Public Provident Fund (PPF): Public Provident Fund (PPF) is considered to be a better option for investment for a long period. Investment in PPF is completely safe and it also gets the full benefit of tax exemption. This is a better option for the employed people. Investment in PPF, the interest earned on it and the amount received on completion of the maturity period, all three are completely tax free. That is, there is no tax anywhere and there is no risk of any kind in it. PPF is a good investment option for salaried, self-employed professionals and employees not covered by EPFO. Apart from this, those who do not have a job, those who are doing business can also invest in PPF. Let us know that the PPF scheme can be continued for more than 15 years, so that a large corpus can be created at the time of maturity.

You can extend PPF for 5 years

If you have also invested in PPF scheme and want to continue this scheme even after the maturity period of 15 years, then there is no need to worry. PPF account can be extended for 5 to 5 years. However, you must fulfill certain conditions for this.

Application will have to be given for action

For PPF extension, first of all you have to apply to the bank or post office, wherever you have your PPF account. You have to give this one year before maturity.

500 rupees to be deposited every year

If your PPF account is extended for 5 years on your application, then you will have to deposit a minimum of Rs 500 every year. If you do not deposit this minimum amount then your account will be closed. Then to start it again, a penalty of Rs 50 will have to be paid annually.

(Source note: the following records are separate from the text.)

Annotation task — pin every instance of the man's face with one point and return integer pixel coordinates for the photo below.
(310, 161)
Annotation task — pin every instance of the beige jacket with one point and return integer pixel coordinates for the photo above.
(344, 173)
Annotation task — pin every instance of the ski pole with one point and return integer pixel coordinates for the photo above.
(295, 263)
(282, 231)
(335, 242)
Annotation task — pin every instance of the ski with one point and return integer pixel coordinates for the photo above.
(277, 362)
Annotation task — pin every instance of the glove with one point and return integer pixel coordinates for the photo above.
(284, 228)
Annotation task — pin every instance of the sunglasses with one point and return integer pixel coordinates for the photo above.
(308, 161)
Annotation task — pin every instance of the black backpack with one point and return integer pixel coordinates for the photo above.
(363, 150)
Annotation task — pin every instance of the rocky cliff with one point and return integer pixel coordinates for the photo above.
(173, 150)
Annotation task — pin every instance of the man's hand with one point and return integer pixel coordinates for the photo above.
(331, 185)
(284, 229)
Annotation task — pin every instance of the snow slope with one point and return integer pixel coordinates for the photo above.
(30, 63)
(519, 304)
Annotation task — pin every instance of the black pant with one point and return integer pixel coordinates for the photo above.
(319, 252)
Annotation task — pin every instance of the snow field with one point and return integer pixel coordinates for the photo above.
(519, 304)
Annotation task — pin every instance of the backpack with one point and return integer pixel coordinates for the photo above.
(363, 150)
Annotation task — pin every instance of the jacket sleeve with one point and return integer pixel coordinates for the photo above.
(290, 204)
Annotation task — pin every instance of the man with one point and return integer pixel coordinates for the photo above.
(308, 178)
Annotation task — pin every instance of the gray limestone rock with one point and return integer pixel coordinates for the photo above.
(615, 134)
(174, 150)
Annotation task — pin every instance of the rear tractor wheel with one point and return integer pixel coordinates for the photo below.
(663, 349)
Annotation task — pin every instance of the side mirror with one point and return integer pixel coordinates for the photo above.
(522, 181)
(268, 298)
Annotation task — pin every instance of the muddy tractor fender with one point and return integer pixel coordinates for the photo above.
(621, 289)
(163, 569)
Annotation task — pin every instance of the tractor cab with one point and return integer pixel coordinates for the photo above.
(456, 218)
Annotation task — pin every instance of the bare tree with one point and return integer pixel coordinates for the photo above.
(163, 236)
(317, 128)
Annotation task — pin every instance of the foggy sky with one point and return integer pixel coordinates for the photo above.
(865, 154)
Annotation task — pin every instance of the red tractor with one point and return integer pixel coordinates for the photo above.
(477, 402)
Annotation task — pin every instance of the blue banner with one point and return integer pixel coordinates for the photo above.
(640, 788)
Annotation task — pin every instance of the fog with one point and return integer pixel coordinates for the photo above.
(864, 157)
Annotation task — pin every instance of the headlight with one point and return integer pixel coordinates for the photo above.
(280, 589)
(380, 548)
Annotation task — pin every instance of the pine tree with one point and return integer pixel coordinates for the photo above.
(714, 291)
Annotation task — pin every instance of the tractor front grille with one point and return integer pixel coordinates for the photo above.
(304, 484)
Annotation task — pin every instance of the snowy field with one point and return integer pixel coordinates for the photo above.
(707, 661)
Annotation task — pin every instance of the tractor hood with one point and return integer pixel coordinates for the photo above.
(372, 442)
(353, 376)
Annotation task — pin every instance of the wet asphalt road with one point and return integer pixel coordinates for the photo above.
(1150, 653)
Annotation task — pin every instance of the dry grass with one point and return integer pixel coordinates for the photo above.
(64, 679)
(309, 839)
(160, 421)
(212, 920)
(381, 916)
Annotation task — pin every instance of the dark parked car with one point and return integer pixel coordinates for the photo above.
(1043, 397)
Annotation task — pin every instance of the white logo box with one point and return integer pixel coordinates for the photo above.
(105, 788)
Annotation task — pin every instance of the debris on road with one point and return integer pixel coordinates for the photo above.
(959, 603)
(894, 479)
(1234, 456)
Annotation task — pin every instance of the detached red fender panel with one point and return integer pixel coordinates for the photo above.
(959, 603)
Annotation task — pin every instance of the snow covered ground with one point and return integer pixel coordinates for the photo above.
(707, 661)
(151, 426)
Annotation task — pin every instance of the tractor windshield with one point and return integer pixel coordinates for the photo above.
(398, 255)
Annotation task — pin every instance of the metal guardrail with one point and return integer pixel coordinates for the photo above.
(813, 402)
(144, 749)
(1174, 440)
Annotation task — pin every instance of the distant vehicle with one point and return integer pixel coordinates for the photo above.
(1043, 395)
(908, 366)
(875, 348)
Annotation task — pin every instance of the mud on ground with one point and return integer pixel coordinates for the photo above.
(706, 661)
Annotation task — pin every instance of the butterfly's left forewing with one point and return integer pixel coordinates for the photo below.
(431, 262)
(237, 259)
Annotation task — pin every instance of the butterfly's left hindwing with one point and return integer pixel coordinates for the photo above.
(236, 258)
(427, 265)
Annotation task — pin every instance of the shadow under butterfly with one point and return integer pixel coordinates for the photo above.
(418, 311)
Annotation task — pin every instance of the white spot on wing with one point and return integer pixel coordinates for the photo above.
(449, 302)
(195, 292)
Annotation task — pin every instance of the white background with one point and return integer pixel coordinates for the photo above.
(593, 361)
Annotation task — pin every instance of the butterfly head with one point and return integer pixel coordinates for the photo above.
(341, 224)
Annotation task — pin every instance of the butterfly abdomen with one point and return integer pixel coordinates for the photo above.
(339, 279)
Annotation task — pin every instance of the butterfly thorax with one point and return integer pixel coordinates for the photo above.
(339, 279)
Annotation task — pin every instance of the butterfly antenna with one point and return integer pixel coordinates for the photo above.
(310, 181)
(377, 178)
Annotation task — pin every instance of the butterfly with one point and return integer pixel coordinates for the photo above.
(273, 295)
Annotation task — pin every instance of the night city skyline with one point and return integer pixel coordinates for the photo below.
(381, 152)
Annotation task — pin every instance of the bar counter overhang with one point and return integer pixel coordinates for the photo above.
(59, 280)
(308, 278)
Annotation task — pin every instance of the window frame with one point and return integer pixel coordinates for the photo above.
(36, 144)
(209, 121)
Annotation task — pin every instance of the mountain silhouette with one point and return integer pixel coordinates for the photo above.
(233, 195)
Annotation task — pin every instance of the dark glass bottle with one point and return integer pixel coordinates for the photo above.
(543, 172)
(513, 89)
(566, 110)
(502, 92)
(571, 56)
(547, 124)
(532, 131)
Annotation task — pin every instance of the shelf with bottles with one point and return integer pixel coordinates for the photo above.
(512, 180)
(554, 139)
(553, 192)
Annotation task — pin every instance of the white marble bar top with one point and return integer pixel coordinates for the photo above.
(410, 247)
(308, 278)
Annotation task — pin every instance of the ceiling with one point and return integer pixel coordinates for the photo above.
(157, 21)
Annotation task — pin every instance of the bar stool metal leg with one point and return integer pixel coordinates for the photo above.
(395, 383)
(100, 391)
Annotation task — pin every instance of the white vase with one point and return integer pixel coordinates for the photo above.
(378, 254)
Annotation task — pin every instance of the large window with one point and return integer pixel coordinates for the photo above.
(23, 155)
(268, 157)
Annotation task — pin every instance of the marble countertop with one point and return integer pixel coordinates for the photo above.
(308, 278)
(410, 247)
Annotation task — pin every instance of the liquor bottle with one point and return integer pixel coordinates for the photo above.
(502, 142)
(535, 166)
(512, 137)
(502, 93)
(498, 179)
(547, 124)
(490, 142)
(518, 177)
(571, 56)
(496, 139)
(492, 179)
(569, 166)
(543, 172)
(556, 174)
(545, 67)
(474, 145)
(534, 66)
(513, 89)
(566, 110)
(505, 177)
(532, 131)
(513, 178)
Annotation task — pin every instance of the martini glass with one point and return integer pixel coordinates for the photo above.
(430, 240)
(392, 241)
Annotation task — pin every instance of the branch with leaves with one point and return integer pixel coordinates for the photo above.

PPF account can be closed after 15 years

This is an option that can be used in times of need of cash or financial crisis. To transfer your PPF money to a savings account, you need to submit a form to the bank or post office which will contain the details of PPF and savings account. Apart from this, original passbook and canceled check will have to be submitted along with the form. After that PPF money will be transferred to your account after maturity.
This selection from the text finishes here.